RALEIGH, N.C. – The city attorney for the state capital on Tuesday announced she will seek a permanent change to the city's municipal election dates.


What You Need To Know

  • Census data needed to redraw wards and districts won't be available until the end of September

  • More than 60 municipalities have elections scheduled for this year

  • Any election held using old census data would be constitutionally invalid

  • State lawmakers already have approved a permanent change for one city's elections

During a Tuesday afternoon city council work session, City Attorney Robin Tatum said based on the consensus feedback she had received from council members, she would direct the city's lobbyist to ask state lawmakers for legislation to move the city's next municipal elections to November of 2022, with all subsequent municipal elections coming in November of even-numbered years.

More than 60 municipalities statewide face the prospect of rescheduled elections due to delays in census data caused by the COVID-19 pandemic.

City and state policymakers use census data to redraw ward and district maps. By law, every legislative subdivision must contain roughly the same number of voters.

Given Raleigh's rapid growth since the 2010 census, Tatum said if the city went ahead with its October 2021 municipal election using its existing wards, the election almost certainly would be unlawful.

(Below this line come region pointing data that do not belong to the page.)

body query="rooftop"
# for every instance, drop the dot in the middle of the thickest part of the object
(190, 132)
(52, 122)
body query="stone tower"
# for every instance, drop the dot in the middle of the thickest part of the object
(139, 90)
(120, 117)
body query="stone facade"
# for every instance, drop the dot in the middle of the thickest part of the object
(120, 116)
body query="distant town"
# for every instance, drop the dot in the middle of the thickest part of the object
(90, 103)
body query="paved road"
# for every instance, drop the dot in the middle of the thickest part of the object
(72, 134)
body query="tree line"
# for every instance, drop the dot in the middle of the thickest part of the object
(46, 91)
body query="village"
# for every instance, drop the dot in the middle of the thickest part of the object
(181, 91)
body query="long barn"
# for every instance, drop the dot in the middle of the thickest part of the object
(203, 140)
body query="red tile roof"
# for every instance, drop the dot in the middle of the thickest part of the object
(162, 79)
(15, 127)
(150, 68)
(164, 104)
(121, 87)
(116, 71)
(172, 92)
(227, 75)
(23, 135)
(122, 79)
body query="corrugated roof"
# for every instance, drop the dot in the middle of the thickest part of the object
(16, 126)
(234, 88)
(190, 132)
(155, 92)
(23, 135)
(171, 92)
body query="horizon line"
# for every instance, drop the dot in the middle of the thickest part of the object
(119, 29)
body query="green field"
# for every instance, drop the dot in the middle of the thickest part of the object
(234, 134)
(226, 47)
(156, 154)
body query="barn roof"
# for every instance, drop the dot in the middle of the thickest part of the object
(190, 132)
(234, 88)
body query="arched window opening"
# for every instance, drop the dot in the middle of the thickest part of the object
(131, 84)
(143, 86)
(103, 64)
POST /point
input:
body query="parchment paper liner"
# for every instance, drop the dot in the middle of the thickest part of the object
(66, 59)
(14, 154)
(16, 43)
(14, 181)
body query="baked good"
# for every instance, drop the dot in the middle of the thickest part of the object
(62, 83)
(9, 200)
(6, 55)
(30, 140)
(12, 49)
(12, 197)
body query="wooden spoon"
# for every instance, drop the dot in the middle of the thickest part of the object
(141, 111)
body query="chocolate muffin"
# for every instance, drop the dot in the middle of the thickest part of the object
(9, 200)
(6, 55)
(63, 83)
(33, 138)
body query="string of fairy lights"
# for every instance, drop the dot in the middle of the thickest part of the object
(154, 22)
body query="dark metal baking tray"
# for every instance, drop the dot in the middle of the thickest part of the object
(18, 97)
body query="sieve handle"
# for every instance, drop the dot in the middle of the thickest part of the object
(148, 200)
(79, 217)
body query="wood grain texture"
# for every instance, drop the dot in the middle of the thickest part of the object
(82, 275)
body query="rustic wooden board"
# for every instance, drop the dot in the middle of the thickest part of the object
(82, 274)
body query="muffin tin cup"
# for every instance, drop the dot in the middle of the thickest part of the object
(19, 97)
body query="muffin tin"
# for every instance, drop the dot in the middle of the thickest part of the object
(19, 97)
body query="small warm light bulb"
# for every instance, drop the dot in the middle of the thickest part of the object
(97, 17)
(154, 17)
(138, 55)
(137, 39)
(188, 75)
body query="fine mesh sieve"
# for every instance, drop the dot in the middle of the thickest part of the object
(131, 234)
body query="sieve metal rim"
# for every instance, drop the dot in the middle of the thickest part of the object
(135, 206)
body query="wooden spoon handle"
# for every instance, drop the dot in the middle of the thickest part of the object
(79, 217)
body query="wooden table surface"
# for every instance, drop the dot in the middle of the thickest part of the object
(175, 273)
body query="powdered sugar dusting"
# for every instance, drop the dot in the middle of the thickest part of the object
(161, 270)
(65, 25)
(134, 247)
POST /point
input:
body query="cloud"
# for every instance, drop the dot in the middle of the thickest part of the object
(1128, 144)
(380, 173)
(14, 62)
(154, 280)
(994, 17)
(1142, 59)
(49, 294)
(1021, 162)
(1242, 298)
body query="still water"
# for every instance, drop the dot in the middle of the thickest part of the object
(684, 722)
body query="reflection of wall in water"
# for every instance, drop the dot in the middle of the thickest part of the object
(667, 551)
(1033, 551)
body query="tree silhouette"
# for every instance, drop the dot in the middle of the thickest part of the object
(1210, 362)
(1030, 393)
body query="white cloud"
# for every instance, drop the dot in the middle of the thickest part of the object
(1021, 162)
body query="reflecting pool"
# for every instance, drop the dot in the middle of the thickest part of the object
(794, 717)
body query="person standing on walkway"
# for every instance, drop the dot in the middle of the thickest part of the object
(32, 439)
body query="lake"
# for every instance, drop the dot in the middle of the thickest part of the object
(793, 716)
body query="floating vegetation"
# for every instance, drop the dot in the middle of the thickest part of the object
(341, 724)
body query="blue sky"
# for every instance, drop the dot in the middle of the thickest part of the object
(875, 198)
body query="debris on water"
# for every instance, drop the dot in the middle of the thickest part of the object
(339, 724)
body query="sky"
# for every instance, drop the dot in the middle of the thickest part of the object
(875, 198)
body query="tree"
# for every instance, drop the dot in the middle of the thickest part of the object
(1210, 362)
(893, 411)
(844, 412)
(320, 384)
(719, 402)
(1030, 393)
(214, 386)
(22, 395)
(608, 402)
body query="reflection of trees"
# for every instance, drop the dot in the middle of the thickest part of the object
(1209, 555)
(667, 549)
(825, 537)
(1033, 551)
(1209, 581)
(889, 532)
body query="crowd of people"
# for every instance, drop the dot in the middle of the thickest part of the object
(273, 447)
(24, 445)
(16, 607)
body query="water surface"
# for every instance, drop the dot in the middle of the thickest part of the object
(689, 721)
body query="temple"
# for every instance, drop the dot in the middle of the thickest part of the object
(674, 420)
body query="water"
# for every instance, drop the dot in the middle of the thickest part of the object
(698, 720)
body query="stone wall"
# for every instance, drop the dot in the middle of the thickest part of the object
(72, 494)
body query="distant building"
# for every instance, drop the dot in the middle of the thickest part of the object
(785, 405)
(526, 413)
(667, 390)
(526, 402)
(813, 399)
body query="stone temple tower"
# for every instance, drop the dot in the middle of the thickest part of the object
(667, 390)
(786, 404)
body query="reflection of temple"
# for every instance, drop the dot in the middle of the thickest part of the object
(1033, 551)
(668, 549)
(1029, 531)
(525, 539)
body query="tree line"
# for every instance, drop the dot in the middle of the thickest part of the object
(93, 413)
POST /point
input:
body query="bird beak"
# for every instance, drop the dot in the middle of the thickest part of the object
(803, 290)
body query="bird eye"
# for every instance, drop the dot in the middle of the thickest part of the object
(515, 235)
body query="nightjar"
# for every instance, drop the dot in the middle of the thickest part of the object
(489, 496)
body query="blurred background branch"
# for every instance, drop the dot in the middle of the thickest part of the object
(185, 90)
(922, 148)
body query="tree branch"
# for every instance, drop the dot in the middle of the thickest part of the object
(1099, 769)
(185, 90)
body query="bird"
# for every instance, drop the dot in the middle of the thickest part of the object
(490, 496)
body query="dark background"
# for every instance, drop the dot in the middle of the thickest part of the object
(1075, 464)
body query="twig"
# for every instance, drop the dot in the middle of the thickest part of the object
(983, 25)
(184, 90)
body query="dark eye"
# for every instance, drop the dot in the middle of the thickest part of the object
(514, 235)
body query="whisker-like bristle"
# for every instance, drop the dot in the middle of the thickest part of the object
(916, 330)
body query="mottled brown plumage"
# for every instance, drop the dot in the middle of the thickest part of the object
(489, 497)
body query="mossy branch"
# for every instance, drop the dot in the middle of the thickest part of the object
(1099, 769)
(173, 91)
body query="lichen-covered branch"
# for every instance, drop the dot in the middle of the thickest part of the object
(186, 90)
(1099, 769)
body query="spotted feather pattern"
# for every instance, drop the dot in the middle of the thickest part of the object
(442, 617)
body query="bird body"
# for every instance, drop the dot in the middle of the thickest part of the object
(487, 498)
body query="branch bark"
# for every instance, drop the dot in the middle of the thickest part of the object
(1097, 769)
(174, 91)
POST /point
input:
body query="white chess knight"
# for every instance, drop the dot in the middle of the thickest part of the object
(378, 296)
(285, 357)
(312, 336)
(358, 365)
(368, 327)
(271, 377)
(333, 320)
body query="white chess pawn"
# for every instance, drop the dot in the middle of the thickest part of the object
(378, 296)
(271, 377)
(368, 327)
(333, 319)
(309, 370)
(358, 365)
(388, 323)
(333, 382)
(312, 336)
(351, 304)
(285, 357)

According to the state board of elections, 35 municipalities scheduled to hold elections this year elect officials based on districts or wards. That list includes Raleigh as well as Charlotte, Greensboro, Rocky Mount, Greenville and Fayetteville. Another 27 use wards or districts for candidate filing purposes but not for elections.

Legislation in the General Assembly would automatically delay all 2021 municipal elections until the following year but would not affect future election dates. Because of the way North Carolina's municipality laws work, permanent changes to any city's election schedule have to be individually approved by the state legislature.

Lawmakers already approved a measure earlier this year to permanently move Mount Airy's elections to even-numbered years.

Tatum said voter turnout tends to be higher during even-numbered years, when elections for the General Assembly take place. She said moving to even-numbered years also would reduce the costs associated with holding separate municipal elections.

Councilmember David Cox expressed skepticism of the plan. He said although he supports the idea of moving to November in even-numbered years for future elections, he would prefer to hold the elections originally slated for this October in March of 2022, during the primaries. Cox said officials up for election this fall have a social contract with voters to serve a two-year term, not a three-year term.